Area under the curve: Comparing the value of factor VIII replacement therapies in haemophilia A
Authors: Persson, S; Berndt, C; Engstrand, S; Trinczek, A; Carlsson, KS; Berntorp, E
Affiliations: Swedish Institute for Health Economics, Lund, Sweden. Department of Clinical Sciences, Lund University, Lund, Malmö, Sweden. Bayer AB, Solna, Sweden. Bayer A/S, Copenhagen, Denmark. Department of Translational Medicine, Lund University, Lund, Malmö, Sweden.

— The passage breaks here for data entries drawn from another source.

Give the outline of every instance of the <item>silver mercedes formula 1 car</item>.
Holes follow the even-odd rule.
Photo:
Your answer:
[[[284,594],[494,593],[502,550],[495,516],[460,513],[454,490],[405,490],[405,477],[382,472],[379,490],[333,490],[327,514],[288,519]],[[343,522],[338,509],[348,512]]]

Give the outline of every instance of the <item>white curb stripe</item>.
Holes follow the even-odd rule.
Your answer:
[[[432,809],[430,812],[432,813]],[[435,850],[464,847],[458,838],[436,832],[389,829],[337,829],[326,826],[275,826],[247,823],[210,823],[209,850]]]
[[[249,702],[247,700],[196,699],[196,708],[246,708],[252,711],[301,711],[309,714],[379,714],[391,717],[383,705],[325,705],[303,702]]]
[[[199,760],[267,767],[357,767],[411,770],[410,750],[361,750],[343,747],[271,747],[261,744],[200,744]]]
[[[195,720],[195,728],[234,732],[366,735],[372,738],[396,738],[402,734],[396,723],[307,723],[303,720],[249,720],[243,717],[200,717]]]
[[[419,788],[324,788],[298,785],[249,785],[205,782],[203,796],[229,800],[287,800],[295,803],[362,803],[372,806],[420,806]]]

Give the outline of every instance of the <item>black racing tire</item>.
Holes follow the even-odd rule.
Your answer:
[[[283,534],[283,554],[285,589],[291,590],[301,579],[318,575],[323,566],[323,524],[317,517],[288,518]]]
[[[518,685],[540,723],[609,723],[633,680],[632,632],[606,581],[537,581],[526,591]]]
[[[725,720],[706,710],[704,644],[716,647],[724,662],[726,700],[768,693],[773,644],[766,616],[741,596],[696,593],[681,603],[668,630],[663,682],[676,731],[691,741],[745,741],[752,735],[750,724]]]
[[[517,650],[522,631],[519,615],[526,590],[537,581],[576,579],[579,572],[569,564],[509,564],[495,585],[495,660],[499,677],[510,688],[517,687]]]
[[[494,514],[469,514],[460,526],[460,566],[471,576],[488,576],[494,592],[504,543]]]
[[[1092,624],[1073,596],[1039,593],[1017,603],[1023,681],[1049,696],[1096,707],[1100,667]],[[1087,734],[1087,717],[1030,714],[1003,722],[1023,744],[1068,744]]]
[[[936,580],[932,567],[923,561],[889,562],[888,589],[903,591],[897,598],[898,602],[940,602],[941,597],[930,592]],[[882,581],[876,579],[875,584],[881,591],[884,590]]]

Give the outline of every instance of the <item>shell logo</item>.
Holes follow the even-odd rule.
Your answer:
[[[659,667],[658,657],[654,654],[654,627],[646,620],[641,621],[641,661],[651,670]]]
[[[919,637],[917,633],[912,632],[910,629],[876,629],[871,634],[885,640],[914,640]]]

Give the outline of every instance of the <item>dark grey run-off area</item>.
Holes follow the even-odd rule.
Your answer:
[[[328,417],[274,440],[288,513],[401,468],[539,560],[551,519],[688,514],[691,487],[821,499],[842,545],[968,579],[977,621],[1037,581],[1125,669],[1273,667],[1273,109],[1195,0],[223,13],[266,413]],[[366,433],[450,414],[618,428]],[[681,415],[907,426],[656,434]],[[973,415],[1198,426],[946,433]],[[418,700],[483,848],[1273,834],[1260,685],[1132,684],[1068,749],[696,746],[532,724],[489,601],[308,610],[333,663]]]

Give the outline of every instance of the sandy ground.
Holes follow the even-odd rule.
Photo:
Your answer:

Publication: Haemophilia; 2022
Abstract: INTRODUCTION: In factor VIII (FVIII) prophylaxis for haemophilia A, cost comparisons have used price per international unit (IU) based on the once reasonable assumption of equivalent outcome per IU. Now, with several extended half-life (EHL) products available, new outcome-oriented ways to compare products are needed. Area under the curve (AUC) quantifies FVIII levels over time after infusion providing comparable data. AIM: To develop a decision analytical model for making indirect comparisons of FVIII replacement products based on AUC. METHODS: A literature search identified 11 crossover studies with relevant pharmacokinetic data. A common comparator FVIII level curve was calculated using pooled data from selected studies. Absolute curves for other products were estimated based on relative differences to the common comparator (% difference vs the anchor). Three scenarios were investigated: (1) Kogenate(®) versus Kovaltry(®) and Jivi(®) ; (2) Advate(®) versus Elocta(®) , NovoEight(®) , Kovaltry, Adynovate(®) , Afstyla(®) , and ReFacto(®) ; and (3) Jivi versus Elocta, Adynovate, and Kogenate. Sensitivity analyses investigated effects of assay type and dose. RESULTS: In scenario 1, Jivi (+50%) and Kovaltry (+14%) showed larger AUCs versus Kogenate. In scenario 2, EHL products, Elocta and Adynovate, had the largest AUC (+64% and +58%, respectively) versus Advate. Compared with all other products in scenario 3, Jivi had the largest AUC by +13%-28%. CONCLUSION: This analysis concludes that EHL products differ in relative AUC, have a larger AUC compared with standard half-life, and thus, different FVIII levels over time after infusion. This model may aid decision makers in the absence of head-to-head data.